Even a well-defined answer to this ontological question can run into difficulty. Sometimes meaningful work feels boring. There can be periods that are repetitious and take on a sense of flatness. A woman who has purposefully defined her mission as raising orphaned children can get tired of cleaning up spilt milk and changing dirty diapers. Is life's flatness due to an undefined purpose? Or do we need a vacation? It is helpful to stop and make sure that our passion is directing us. We may need to re-direct our efforts by redefining our goals. We might just need to take a much needed break. We also might want to ask God for strength to endure the hard places of our life's work.

So, have you stopped to ask yourself what gives your life meaning?

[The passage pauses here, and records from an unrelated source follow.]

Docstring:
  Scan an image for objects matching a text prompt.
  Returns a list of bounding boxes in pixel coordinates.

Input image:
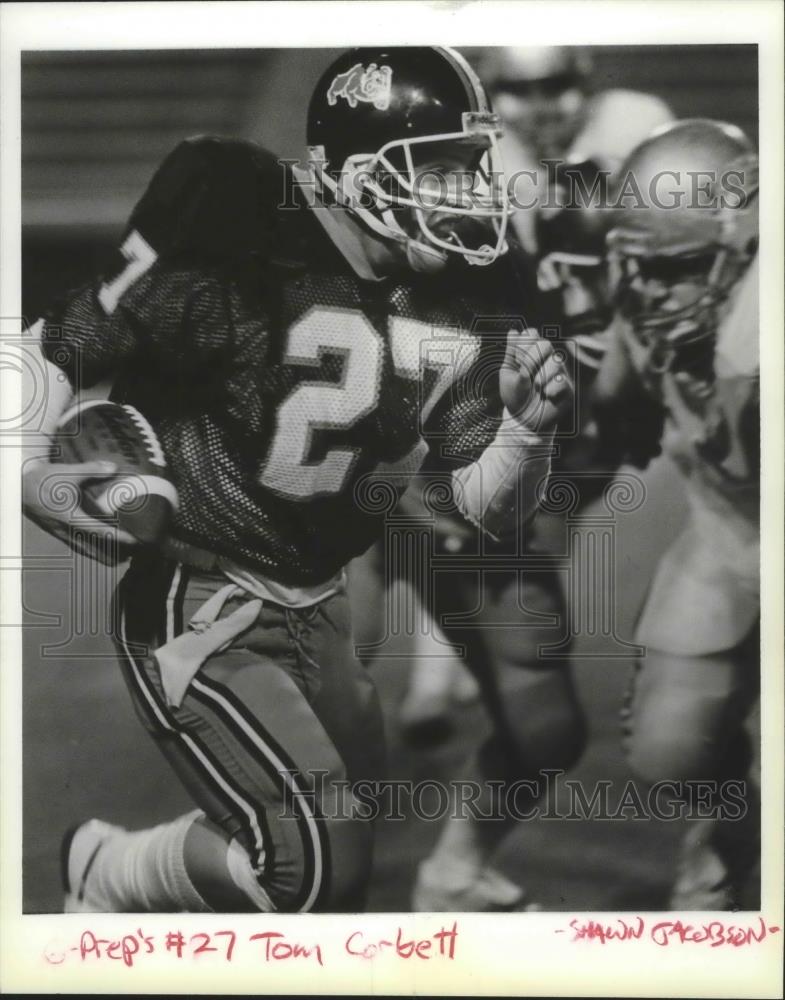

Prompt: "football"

[52,399,177,544]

Jesus' purpose was clear. God was on a mission to save the world. He sent his son to come and pay for humanity's debt of sin. Jesus lived his life with the goal of the cross. He let nothing or no one deter him from his purpose. We, too, can live a life with such clarity and direction. It probably won't be saving the whole world, but we could be lighting the corner of our neighborhood. And when it comes down to it, those we encourage will feel as if their world has been saved. So, maybe it is the same thing.


  1. My biggest problem is that my job is just a way to care from my family. I feel real meaning in the things I do outside of my job -- e.g., raising my kids, teaching Sunday school. I feel like I spend way more time at my job than doing the things that give my life meaning.

  2. It is hard when this is upside-down. I felt this way at one point too and prayed about it. God did intervene and helped me by providing some answers. I will pray that he meets you in a similar way.